For instance, her taste in men runs toward pretty boys – long wavy hair, clean-shaven, smooth chest, slender, sweet, and so on. I like 'em hairy, burly, and manly – but soulful and funny, with an enigmatic, artistic edge.
Her taste in movies includes big action-adventure blockbusters with lots of car chases, like the Lethal Weapon series and the Terminator movies, for example. She also loves fantasy flicks like “The Lord of the Rings,” the Harry Potter movies, and “Pirates of the Caribbean.” I, on the other hand, love indie and foreign films, thrillers, film noir, psychological dramas, gangster movies, classics - that sort of thing.

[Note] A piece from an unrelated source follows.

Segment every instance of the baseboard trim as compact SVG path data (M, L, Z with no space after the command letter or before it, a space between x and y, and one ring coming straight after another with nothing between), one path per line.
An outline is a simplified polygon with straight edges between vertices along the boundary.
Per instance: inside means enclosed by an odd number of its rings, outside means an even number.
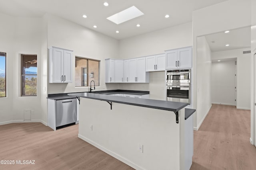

We do have some common territory, however. We both like feel-good romantic comedies (OK, some might call them chick flicks) like “Phat Girls” and “Maid in Manhattan.” And we are both highly amused by raucous, over-the-top comedies like Tyler Perry’s Madea movies and the Harold and Kumar flicks.
Well, at the time we got the gray and white kitten, “The Lord of the Rings” was really big. And the Danish-American actor Viggo Mortensen was in it, playing some kind of warrior. I haven’t seen any of the movies in the Lord of the Rings trilogy (not my thang), but I just looked on Wiki and found out that the name of the character played by Viggo Mortensen was Aragorn, also known as Strider. Val of course had seen “The Lord of the Rings” numerous times and had seen the other movies in the trilogy as well, and that’s how she became a fan of Viggo Mortensen. He was pretty enough to suit her taste.
He was also manly and soulful enough to meet my standards. I knew Viggo from several movies, but particularly liked him as Gwyneth Paltrow’s soulful artist lover, David Shaw, in “A Perfect Murder.” The character, a painter and photo collage artist, had a rather gothic, high-ceilinged New York art studio in an old abandoned warehouse, and he and Gwyneth’s character would meet there for their paint-spattered trysts. After a while her wealthy but cold husband, played by Michael Douglas, found out his wife was cheating and decided to have her murdered. The rest of the movie entails the wily rich guy playing cat and mouse with his young wife and her lover.
So, in the end Val and I both agreed that Viggo Mortensen was hot, and that Viggo would be the name of our adorably macho new gray and white kitten.
Viggo the cat has turned out to live up to his name quite well. He’s every bit as enigmatic and soulful as Viggo Mortensen was in “A Perfect Murder,” and also every bit as heroic and manly (catly?) as the actor was in “The Lord of the Rings.”
He even catches rats. Outside, of course.